Q. What's the best Rick Steves France tour for first-timers?
For rick steves france tours, paris & Heart of France (14 days, €4,895) covers the classics: Paris, Loire châteaux, Provence, and Dordogne. But it completely skips Lyon (France's second city) and gives you only 2.5 days in Paris, which isn't enough. Better option: spend 5 days in Paris independently, then do a shorter regional tour if you want guided help for villages.
Q. How far in advance should I book Rick Steves tours?
8-12 months for May-September departures. Tours fill up fast for shoulder season (April-May, September-October) when weather is best. If you're booking in February 2026 for summer 2026, most popular dates are already gone. Book by March for fall 2026 or December 2026 for spring 2027.
Q. Does Rick Steves cover nightlife in France?

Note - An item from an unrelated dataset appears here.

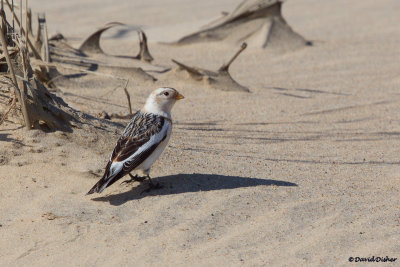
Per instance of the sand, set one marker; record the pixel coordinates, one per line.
(302, 171)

Absolutely not. Tours end by 9 PM and stay in suburban hotels 20-40 minutes from city centers. You're not walking to bars or clubs after dinner. His guidebook barely mentions nightlife either—focus is on cultural sights, history, and daytime activities. If you want nightlife, plan that part independently.
Q. What cities should I add to a Rick Steves France itinerary?
Lyon (food capital, should be mandatory), Annecy (Alps lake town), Bordeaux (wine country), and Strasbourg (Alsace fairytale town). Rick Steves tours obsess over Provence but skip France's second-largest city entirely. Add Lyon for 2-3 days between Paris and Provence—it's only 2 hours by train and has better food than Paris for half the cost.
Related Guides
For rick steves france tours, planning more Europe travel? Check out:
- Best cities in Europe to visit in May-to) — France is perfect in May, but so are Prague, Budapest, and Seville
- Warmest place in Europe in October-in) — If you're extending your France trip into fall, southern Spain and Greek islands stay warm
- Stopover in Asia? If you're flying to Europe from the US West Coast, consider a Japan stopover or Korea stopover to break up the 18-hour haul
Bottom line: Rick Steves France tours are great for your parents. For everyone else, buy his guidebook (€24), book your own hotels and trains, and save €3,000. You'll see more cities, eat better food, and actually have time to sit in a café without the bus honking.